Use Agile to Manage Uncertainty
Agile is particularly good for managing projects where you have significant uncertainty about what you want to build and how you plan to build it. It can help you cut time-to-market and costs while increasing customer satisfaction.
Here’s an example. Imagine you want to enter the market with an analytics product that provides your customers with insight into patterns and trends within their employee population. You have various sources of data available (payroll, performance management, organization structure, industry pay ranges, state and region demographics) and a general idea of the things your potential customers might be interested in learning. This is a perfect project for Agile.
Why?
Agile is an iterative process. You build a little, you show results, and you use that feedback to guide what you build next. Your potential customers probably have some general ideas of what they would like to see, but won’t really know until they get their hands on a system they can play with. It would be pointless to try to get all of the requirements right up-front, because your potential customers won’t be fully able to articulate what “right” is until they see something. Much of the time you’d spend putting together a comprehensive requirements document would be wasted, since the requirements will change significantly as the project progresses.
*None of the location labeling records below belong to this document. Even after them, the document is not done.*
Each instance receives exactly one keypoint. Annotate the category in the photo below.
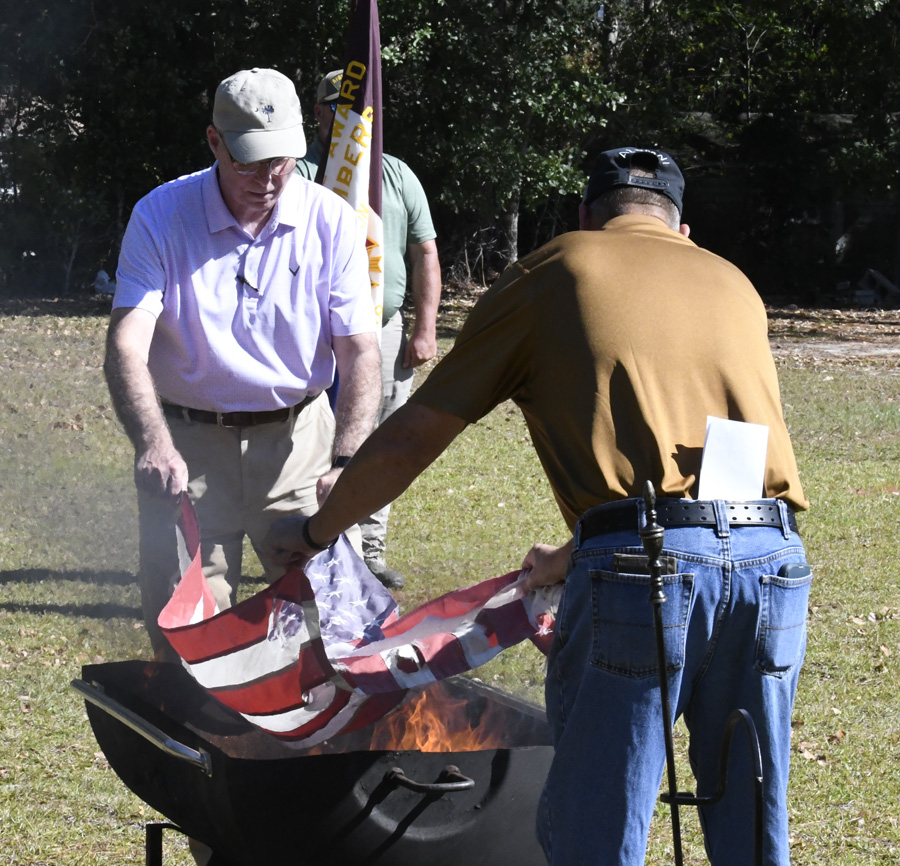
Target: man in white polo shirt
(240, 290)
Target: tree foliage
(498, 105)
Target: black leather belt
(236, 419)
(672, 513)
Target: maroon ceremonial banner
(322, 652)
(352, 167)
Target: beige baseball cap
(258, 113)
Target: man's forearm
(425, 279)
(359, 395)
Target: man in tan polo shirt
(617, 342)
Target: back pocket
(624, 638)
(781, 640)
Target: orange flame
(435, 721)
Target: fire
(436, 721)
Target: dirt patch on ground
(867, 337)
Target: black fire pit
(256, 800)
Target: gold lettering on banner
(345, 175)
(350, 157)
(356, 70)
(360, 135)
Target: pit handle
(96, 694)
(455, 781)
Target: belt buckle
(235, 419)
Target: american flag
(322, 651)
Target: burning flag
(352, 166)
(322, 652)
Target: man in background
(409, 244)
(617, 342)
(240, 290)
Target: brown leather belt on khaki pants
(236, 419)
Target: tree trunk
(509, 222)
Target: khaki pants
(241, 480)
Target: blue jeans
(735, 635)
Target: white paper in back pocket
(734, 460)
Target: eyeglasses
(277, 167)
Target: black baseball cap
(613, 168)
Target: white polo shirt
(243, 323)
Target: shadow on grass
(37, 575)
(84, 611)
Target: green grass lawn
(68, 547)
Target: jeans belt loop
(784, 511)
(723, 530)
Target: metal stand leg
(652, 538)
(153, 841)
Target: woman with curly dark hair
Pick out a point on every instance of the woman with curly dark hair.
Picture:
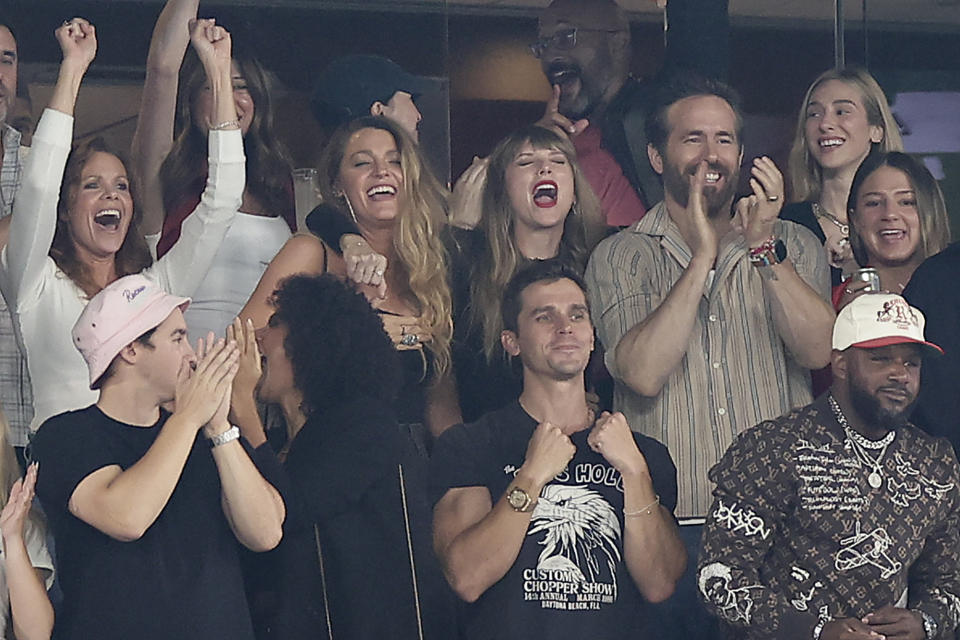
(357, 557)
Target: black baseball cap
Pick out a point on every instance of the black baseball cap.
(351, 84)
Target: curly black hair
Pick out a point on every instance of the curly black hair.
(335, 342)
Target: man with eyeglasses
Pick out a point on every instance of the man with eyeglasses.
(16, 395)
(584, 50)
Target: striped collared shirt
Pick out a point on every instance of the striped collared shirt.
(736, 372)
(15, 391)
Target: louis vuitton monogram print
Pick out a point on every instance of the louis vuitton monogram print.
(800, 532)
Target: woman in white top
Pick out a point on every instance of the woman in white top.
(65, 244)
(168, 152)
(27, 569)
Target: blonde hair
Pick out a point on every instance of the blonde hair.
(804, 172)
(417, 234)
(931, 209)
(501, 257)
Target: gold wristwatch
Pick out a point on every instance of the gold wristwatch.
(520, 500)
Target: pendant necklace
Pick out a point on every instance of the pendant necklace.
(862, 446)
(820, 212)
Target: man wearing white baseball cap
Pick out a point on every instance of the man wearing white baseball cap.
(841, 519)
(146, 512)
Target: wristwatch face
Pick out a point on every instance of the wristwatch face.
(518, 499)
(781, 250)
(929, 625)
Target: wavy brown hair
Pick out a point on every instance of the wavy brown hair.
(418, 229)
(268, 162)
(805, 174)
(501, 257)
(931, 208)
(133, 255)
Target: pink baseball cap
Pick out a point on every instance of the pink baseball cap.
(122, 312)
(878, 320)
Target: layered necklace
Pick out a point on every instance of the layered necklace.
(864, 448)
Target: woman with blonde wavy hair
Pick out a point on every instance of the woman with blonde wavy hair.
(898, 219)
(843, 118)
(537, 205)
(373, 171)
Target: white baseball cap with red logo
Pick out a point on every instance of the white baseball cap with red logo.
(878, 320)
(122, 312)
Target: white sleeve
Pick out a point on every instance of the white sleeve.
(35, 539)
(34, 220)
(181, 270)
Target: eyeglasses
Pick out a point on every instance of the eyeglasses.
(564, 40)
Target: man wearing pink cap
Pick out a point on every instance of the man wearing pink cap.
(146, 512)
(841, 519)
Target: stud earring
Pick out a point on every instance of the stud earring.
(346, 201)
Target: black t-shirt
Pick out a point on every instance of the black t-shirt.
(344, 468)
(180, 580)
(570, 579)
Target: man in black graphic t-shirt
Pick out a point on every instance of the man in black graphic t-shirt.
(549, 520)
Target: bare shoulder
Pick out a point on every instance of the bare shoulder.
(302, 253)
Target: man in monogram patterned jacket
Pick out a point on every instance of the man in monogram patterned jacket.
(841, 519)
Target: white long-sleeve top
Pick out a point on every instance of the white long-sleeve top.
(45, 303)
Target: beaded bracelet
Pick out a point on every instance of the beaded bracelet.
(642, 511)
(226, 125)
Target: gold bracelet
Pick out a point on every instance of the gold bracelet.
(226, 125)
(642, 511)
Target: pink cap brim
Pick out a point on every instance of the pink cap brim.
(886, 342)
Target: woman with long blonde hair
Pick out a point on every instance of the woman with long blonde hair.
(898, 219)
(843, 118)
(537, 205)
(373, 171)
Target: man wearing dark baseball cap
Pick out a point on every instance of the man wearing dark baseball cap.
(360, 85)
(146, 506)
(841, 519)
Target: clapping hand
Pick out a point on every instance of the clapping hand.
(15, 512)
(249, 369)
(203, 394)
(555, 121)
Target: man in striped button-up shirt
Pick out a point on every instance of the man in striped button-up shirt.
(711, 322)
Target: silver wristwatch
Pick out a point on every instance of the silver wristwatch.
(231, 434)
(930, 625)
Similarly, trying to fully understand the architecture and data requirements up front is also going to be difficult. You certainly will have some idea of what data you’ll want and how you’ll want to structure it, but you will probably have to evolve this architecture as the business requirements evolve.
You would be less likely to choose Agile for a project where you were performing a set of tasks very similar to one you have done in the past. For example, if you have call centers in five locations, and you are adding a sixth, it probably makes sense to update the project plan you’ve used for the other call center build-outs. You have a really good idea of the requirements up front and how to execute against those requirements. Limited iteration is needed.
If you have a project where you have significant uncertainty about what you are building and how you are building it, Agile is likely the right way to go. Using a waterfall approach on these types of projects will typically lead to excessive effort defining up-front requirements, significant rework, decreased customer satisfaction, higher costs, longer time to market, and decreased sales (if it doesn’t do what the customers need, they won’t buy it).
I want to thank Ken Schwaber for providing me with the core idea for this post in his ScrumMaster course.